An unknown individual vandalized a religious structure belonging to Chabad at UPenn on Monday night.

The vandalism occurred at an open lot across the street from Chabad at UPenn’s Lubavitch House, where several sukkah structures were set up in preparation for the Jewish holiday of Sukkot. There is no known footage or witnesses of the incident, Chabad Rabbi Levi Haskelevich told The Daily Pennsylvanian. StopAntisemitism shared an image of the incident to Twitter.

Penn Police noticed the incident while on patrol and subsequently notified Chabad, according to a statement from the Division of Public Safety. The statement said that no antisemitic connotation has been identified. 

“The Division of Public Safety worked with multiple law enforcement partners to review the graphic,” the statement reads. “No connections to any antisemitic meaning or group have been identified.”

In response to the vandalism, Chabad House held an event for students to paint over the graffiti on Wednesday evening. Eight students attended the event, spray painting “Happy Sukkot” in celebration of the holiday that will begin on Sept. 29. 

Haskelevich told the DP that he wanted to give students “complete artistic license” to “make something more beautiful” out of the incident. There are plans for students involved with the Jewish Heritage Programs to add to the artwork on Friday, he added. 

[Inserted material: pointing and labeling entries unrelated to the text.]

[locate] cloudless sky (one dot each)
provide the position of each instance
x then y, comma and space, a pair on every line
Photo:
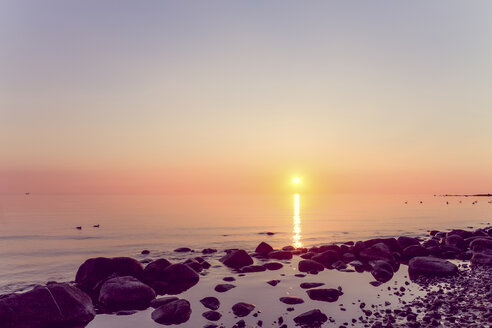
240, 96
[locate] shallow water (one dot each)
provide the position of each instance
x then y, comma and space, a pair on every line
39, 242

“The message is that there are challenges that each of us will have, and we should embrace those things,” Haskelevich said. “Try to transform them into positive energy rather than letting them put us down.”

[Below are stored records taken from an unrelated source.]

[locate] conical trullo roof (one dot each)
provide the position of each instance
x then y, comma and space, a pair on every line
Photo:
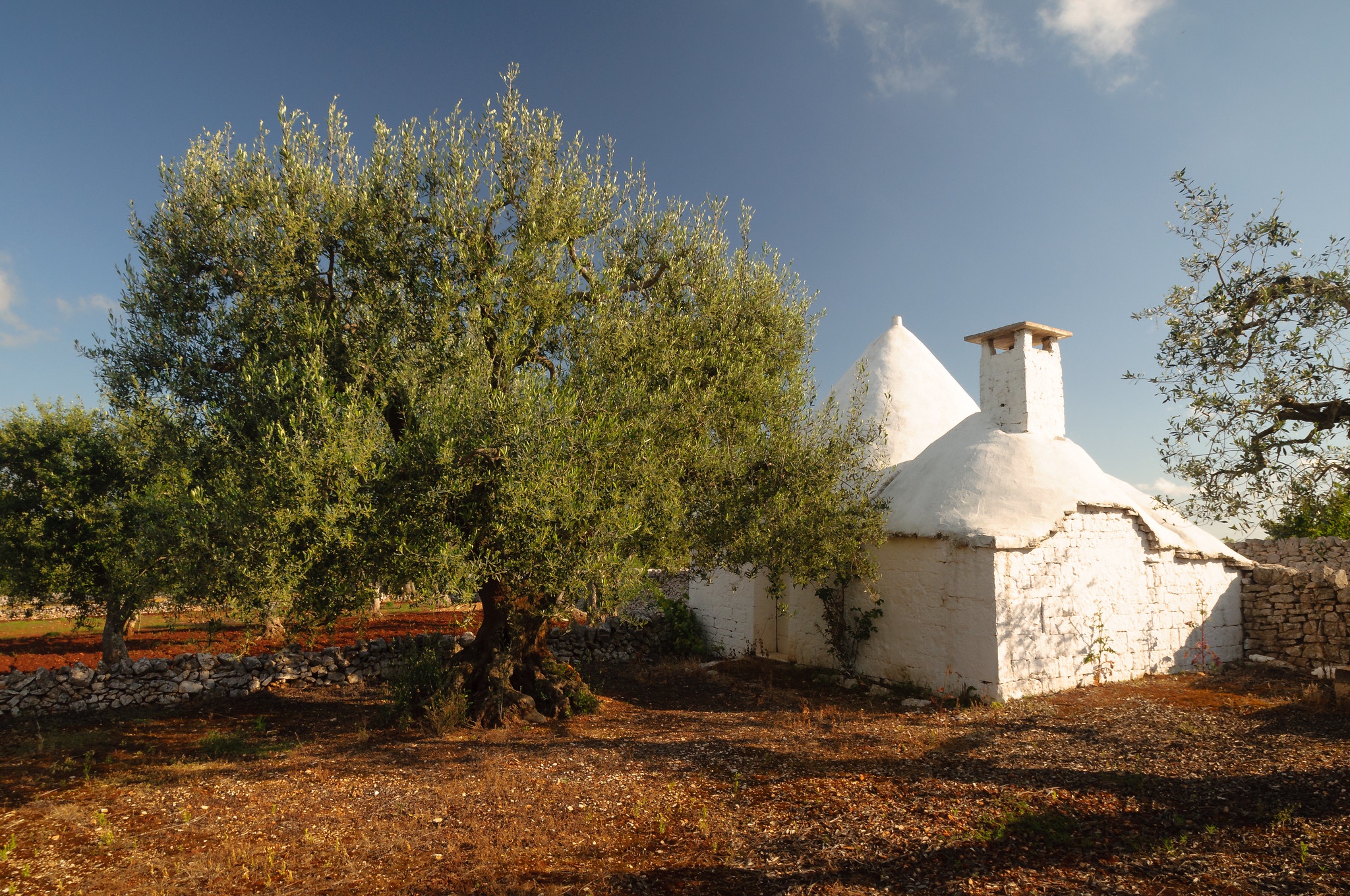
909, 390
980, 485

Students who attended the painting event emphasized that it was a moment of “collective resilience” for Penn’s Jewish community, particularly following recent unrelated antisemitic incidents around campus. 

“The way we came together after this incident is a testament to the resilient attitude that we find in every adversity we face,” College senior and former Chabad President Jake Frank said. “We’re not looking to point fingers at anyone; we’re just trying to spread positivity.”

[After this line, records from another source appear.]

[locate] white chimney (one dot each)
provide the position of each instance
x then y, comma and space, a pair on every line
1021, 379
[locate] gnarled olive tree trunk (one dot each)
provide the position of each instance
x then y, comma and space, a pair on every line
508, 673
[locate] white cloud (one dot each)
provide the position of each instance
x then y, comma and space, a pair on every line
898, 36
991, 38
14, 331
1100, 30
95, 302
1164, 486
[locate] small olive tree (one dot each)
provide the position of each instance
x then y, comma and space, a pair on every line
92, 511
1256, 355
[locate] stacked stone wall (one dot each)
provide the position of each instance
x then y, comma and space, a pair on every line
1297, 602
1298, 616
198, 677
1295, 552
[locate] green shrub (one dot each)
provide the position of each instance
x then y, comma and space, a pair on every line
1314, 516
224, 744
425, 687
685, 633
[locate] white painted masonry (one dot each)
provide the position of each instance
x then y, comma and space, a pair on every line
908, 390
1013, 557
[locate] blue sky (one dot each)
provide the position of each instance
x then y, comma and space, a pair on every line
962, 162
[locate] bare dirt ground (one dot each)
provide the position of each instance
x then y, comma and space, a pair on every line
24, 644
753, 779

The opportunity to paint was also a significant moment of community building for Jewish students from different backgrounds, College and Wharton sophomore and Chabad board member Justin Shnayder added.

“The Jewish community is diverse, so being able to collectively unify all these different communities through painting was really beautiful,” Shnayder said. “I really appreciate that we were able to come together as one community.”

Last week, an unknown individual entered Penn Hillel, shouting “antisemitic obscenities” and knocking over furniture. Penn administrators also announced the discovery of a swastika painted in the spray room in Meyerson Hall. Following these incidents, Penn administrators released a statement condemning these antisemitic acts.

Chabad at Penn is a Jewish campus organization which offers “Shabbat, holiday and other educational, social, religious programs,” according to its website.